INTERESTING EXPERIMENT — “Fox News is trying to reinvent the exit poll. The survey strategy involves people who don’t vote,” by the Post’s Callum Borchers: “[Arnon Mishkin, who heads the Fox News decision desk] said he and a team of seven others have developed a new projection system that includes doing something counterintuitive. ‘We’re going to be talking to people who tell us they’re not going to vote,’ Mishkin said. ‘We’re going to say, ‘Well, okay, why aren’t you voting? And if you were going to vote, who would you have voted for?’’ Here’s the logic: ‘If you think about American politics since 2004, election results are less about who convinced whom and more about who motivated their base better. Who got their people to the polls?’” Full story.
ABOUT THAT MOORE FUNDRAISER — A day after Sen. Roger Wicker attended a fundraiser for former Alabama Supreme Court Judge Roy Moore (also attended by former White House chief strategist Steve Bannon, among others) the Mississippi senator released a statement explaining his attendance: “I attended a fundraiser in Washington, DC, for Judge Roy Moore. He is our Republican nominee for U.S. Senate in Alabama, and I’m glad to support him, contribute to his campaign, and help to see that he is elected. I did the same countless times last cycle as NRSC Chairman. I’ve worked too hard to preserve our Republican majority in the Senate to let Democrats try to divide and defeat us. Republicans have better candidates, better policy ideas, and a better vision for our country’s future. If we’re united we’ll win this race, and both Alabama and the country will be better off for it.”

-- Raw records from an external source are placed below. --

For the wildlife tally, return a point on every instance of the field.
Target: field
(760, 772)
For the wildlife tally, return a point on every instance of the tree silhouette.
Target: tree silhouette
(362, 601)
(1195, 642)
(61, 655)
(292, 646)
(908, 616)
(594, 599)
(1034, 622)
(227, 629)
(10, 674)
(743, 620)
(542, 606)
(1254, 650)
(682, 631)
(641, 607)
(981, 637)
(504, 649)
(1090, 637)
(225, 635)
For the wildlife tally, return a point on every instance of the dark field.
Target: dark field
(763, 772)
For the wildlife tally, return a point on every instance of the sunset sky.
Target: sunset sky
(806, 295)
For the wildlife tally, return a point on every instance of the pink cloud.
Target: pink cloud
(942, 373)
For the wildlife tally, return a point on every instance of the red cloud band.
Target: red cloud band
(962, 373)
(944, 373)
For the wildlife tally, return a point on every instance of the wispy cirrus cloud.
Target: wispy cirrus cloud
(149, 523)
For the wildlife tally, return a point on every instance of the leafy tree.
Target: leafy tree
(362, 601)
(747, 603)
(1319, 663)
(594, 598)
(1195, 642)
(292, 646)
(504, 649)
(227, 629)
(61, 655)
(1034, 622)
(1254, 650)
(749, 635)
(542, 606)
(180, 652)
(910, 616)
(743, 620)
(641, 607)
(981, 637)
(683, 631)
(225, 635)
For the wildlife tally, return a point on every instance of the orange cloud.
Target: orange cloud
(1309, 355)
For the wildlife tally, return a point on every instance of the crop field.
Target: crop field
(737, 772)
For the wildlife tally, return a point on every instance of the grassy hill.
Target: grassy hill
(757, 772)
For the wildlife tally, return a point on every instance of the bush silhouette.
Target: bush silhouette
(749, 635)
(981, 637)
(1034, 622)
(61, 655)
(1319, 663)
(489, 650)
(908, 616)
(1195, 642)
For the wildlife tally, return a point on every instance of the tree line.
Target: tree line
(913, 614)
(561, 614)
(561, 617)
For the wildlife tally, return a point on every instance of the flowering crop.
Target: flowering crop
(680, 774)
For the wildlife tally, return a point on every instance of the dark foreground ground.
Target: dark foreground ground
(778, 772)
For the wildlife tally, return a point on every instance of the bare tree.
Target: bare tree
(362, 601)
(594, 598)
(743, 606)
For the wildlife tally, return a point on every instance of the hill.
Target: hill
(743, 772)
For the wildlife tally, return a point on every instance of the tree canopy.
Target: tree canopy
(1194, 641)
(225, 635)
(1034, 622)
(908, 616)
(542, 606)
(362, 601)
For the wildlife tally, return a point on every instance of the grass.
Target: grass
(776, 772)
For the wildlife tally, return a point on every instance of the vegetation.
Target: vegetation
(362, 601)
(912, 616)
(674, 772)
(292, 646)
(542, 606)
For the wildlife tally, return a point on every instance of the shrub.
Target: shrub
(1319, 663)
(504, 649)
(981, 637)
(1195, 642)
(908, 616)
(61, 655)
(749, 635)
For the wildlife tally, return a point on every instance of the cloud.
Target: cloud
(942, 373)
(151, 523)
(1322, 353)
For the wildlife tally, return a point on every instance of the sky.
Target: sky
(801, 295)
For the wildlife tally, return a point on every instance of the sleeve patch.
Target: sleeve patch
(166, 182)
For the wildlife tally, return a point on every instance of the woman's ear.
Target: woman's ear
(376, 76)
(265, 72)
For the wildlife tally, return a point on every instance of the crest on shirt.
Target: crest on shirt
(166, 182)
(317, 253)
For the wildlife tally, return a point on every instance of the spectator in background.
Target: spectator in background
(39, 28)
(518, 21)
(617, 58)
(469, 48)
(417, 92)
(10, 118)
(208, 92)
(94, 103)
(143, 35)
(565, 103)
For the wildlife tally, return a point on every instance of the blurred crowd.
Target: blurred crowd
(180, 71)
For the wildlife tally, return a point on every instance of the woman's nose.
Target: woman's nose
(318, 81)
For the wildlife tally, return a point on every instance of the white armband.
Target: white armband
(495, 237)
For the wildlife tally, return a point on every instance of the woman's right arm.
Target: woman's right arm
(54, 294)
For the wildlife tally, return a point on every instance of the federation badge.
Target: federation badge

AWK — Presidential Advisory Commission on Election Integrity lists dead member: A Morning Score reader flagged to us that the White House’s election integrity commission, tasked with studying voter fraud, lists former Arkansas state Rep. David Dunn as a commission member. Only problem? Dunn, 52, died last month.
OUTSIDE HELP — Top GOP strategists form super PAC backing Schuette in Michigan: “A group of top Republican strategists has formed a new super PAC to support Michigan Attorney General Bill Schuette’s gubernatorial bid. Phil Cox, a former executive director of the Republican Governors Association, will chair the super PAC, which is called Better Jobs Stronger Families. Stu Sandler, a former general consultant for the Michigan Republican Party, will be executive director. Veteran Republican lawyer Charlie Spies will serve as legal counsel, and political strategist Russ Schriefer, who served as a top adviser to Mitt Romney in 2012, will be media consultant.” Full story.
STAFFING UP — Senate Majority PAC rolls out senior staff: Senate Majority PAC announced its senior staff for 2018, according to a statement from the group. Diana Astiz, who served as Katie McGinty’s research director in 2016, will reprise the roll for the group. Angelique Cannon Harris, who served as the deputy national finance director for the mid-Atlantic region for Hillary Clinton, will be Senate Majority PAC’s national finance director. Alexandra Shapiro will be the deputy national finance director. Chris Hayden will be the communications director. Alex Katz, who worked on Chuck Schumer’s Senate staff, will be a senior adviser. Pamela Stamoulis will be the group’s first digital director.
CODA — QUOTE OF THE DAY: “I absolutely will use this media circus to sell/promote whatever I damn well please.” — Kid Rock told Buzzfeed in a statement that he “won’t say how much money he made from the ‘Kid Rock For Senate’ stunt or where it went.”